I want to interpret data output from a machine, that is bundled in a CSV file. I want to output one large table that is easier to analyze.
The input data may look like this:
marker,
info 1, info 2 \r\n
col1,col2,col3,col4,col5,colA,colB,colC \r\n
NULL,2e15,-222,info,string,0.17,b,c \r\n
... \r\n
marker,
info 3, info 4 \r\n
col1,col5,colA,colB,colD \r\n
text,foo,0.17,-1e-12,string \r\n
in words, there are comma separated data tables, distinguishable by some marker string describing what's below. The tables have more columns than those information lines. The tables have column headers, and they are not the same for every table. The tables have unequal amounts of rows.

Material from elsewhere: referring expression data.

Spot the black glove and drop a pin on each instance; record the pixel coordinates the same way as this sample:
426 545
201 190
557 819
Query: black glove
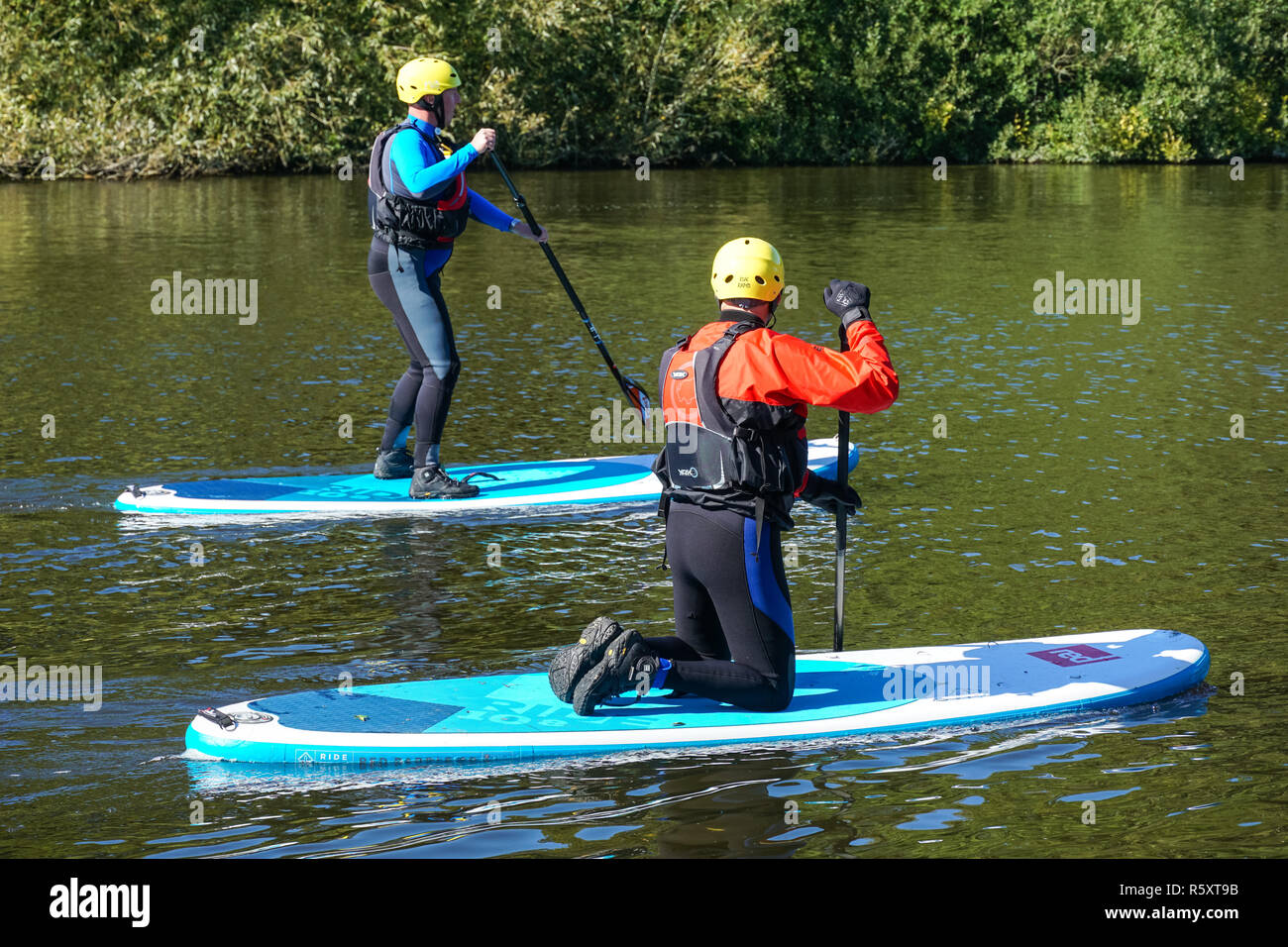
827 493
849 302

I'd like the output to have the table information incorporated in separate columns, and all the various table columns concatenated.
my current code works OK but it feels crude and I am wondering if I can do this all straight from pandas.read_csv()
:
f = "test.csv"
locfile = locfile = open(f)
d={} #create an empty dictionary to load dataframes into
j=0 #I'm using this counter to find out how many etch tables there are in each CSV file
read_df = pd.read_csv(f, header=None, sep='\n') #read out the data in pandas
test_df = read_df.loc[read_df[0].str.contains('marker')] #use .loc to find the expression separating the tables
step_holder = list(test_df.index.values) #store the first line of each table
step_holder.append(read_df.shape[0]) #add the bottom line of the last table
difference_step = [j-i for i, j in zip(step_holder[:-1], step_holder[1:])]#determine table length for each table
for line in locfile:
if len(line)>1 and line.split(",")[0] == "marker": #here the header information is collected
nextline= next(locfile)
nextline_row = re.split(';|,|\*|\n',nextline)
info1 = nextline_row[0]
info2 = nextline_row[1]
header_info = [info1,info2]
j+=1
if len(line)>1 and line.split(",")[0] == "col1": #here the actual process information is collected
line_split = re.split(';|,|\*',line) #this first line will form the header information
headers = ["info1","info2"]
headers.extend(line_split)
l = [] #create an empty list for storing all the rows in the data table
for k in range(difference_step[j-1]):
row = []
nextline= next(locfile)
nextline_row = re.split(';|,|\*',nextline)
row = header_info+nextline_row
l.append(row)
df = pd.DataFrame(l,columns=headers) #turn the list of rows into a dataframe
d[f+str(j)] = df #add each dataframe to the dict to store them with unique IDs
df = pd.concat([v for k,v in d.items()]) #concatenate all the dataframes in the dictionary
df.to_csv(outputf)
is there a way to avoid this for loop by rearranging the data directly in pandas?